You’re seeing 100-year floods become 50-year floods. And it’s across the board in terms of what types of disasters you’re seeing. What we’re seeing is that the frequency and severity of those events is increasing,” Sheets said.

Last year nearly $13 billion was spent from the Disaster Relief Fund, and before Hurricane Irene had even hit the United States only $1 billion was left in the coffers and FEMA predicted the fund would become insolvent.

Given the current fiscal climate on the Hill, lawmakers bickered over how to allocate additional funds to FEMA as they struggled to cut budgets elsewhere. With a government shutdown pending last September, lawmakers finally agreed to allocate emergency funds so the agency could resume suspended recover projects.

The Disaster Relief Fund is currently budgeted at $7.1 billion for the current fiscal year, but will be lowered to $6.1 billion under the White House’s current budget proposal for 2013. According to the proposal, other disasters can be covered by emergency funding.

In addition, Richard Serino, FEMA’s deputy administrator, said the FEMA budget also keeps $500 million in reserve to prevent the disaster fund “from falling to the dangerously low level that it did during September.”

So far there have already been six major disaster declarations in 2012 with latest due to flooding and landslides in Oregon and Washington.

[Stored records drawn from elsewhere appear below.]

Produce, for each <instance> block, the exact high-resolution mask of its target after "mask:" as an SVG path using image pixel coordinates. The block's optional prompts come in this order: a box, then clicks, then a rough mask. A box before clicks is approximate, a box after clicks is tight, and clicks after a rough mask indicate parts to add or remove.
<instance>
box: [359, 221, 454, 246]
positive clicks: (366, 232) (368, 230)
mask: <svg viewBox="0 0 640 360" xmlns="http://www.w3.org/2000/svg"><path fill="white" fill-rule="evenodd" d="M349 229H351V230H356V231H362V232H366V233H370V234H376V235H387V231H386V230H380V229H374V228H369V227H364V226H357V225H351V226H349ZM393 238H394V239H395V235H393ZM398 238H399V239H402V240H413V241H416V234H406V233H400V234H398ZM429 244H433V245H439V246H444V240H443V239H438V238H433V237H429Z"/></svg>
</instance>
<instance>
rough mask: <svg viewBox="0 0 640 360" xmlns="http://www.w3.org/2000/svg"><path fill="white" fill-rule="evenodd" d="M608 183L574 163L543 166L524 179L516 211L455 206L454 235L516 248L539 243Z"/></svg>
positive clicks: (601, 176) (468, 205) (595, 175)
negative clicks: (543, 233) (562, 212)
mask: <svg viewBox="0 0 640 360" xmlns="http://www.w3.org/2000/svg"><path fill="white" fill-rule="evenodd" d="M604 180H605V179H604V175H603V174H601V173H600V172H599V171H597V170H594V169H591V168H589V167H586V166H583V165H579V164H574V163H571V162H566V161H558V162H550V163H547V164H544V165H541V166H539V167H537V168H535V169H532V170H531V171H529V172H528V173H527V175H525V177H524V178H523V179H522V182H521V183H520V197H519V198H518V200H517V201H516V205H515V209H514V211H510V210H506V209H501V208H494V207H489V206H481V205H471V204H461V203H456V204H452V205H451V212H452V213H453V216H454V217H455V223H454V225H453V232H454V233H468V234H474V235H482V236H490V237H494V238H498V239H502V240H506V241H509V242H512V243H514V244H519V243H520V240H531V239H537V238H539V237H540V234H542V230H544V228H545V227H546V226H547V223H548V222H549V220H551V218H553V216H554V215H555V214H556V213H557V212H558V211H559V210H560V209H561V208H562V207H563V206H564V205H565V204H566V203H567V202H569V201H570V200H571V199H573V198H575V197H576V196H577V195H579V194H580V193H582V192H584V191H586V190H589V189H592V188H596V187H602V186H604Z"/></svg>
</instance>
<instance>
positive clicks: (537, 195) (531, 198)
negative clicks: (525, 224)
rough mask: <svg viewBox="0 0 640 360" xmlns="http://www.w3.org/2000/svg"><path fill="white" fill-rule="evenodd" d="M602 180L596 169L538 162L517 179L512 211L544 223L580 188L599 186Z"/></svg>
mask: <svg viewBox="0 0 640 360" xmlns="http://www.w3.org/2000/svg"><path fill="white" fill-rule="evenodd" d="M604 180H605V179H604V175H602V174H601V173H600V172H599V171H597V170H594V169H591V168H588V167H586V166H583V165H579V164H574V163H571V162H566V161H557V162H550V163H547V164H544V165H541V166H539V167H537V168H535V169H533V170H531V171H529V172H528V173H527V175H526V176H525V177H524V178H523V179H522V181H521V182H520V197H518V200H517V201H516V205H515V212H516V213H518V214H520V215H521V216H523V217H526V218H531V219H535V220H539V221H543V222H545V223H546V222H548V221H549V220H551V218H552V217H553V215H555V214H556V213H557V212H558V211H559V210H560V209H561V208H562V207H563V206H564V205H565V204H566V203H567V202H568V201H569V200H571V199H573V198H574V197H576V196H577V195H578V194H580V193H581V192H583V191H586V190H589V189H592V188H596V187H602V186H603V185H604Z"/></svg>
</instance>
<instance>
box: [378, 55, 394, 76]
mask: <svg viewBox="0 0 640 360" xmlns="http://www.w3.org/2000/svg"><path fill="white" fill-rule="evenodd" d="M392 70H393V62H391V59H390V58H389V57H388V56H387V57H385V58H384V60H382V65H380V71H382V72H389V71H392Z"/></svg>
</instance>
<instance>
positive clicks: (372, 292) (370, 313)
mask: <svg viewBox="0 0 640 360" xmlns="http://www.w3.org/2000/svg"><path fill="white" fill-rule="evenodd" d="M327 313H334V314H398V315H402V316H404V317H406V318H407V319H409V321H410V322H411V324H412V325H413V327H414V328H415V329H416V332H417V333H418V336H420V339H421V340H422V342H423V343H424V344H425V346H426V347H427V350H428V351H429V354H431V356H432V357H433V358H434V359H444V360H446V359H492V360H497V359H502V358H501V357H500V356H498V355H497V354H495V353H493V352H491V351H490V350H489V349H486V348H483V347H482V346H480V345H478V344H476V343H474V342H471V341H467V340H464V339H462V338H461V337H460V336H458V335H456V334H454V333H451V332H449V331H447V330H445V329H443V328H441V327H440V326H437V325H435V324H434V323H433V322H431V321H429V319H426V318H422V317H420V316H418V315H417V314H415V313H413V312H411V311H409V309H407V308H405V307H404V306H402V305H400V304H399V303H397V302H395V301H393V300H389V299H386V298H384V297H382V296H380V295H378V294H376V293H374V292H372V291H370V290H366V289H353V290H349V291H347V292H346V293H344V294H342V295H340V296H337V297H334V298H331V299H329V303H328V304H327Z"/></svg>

Meanwhile on Sunday, Kentucky was the first state hit by tornadoes to request the President to make a major disaster declaration for the area. Tornadoes throughout the region killed at least thirty-nine people – twenty-one of them in Kentucky.

In an interview with Reuters, Mark Merritt, the president of Witt Associates, a disaster consulting firm, explained that the disaster fund would not be hit too hard by the tornadoes as aid allocations will likely be relatively low as most of the property damage will be covered by insurance. In addition, damage to infrastructure is also light compared to hurricanes and earthquakes.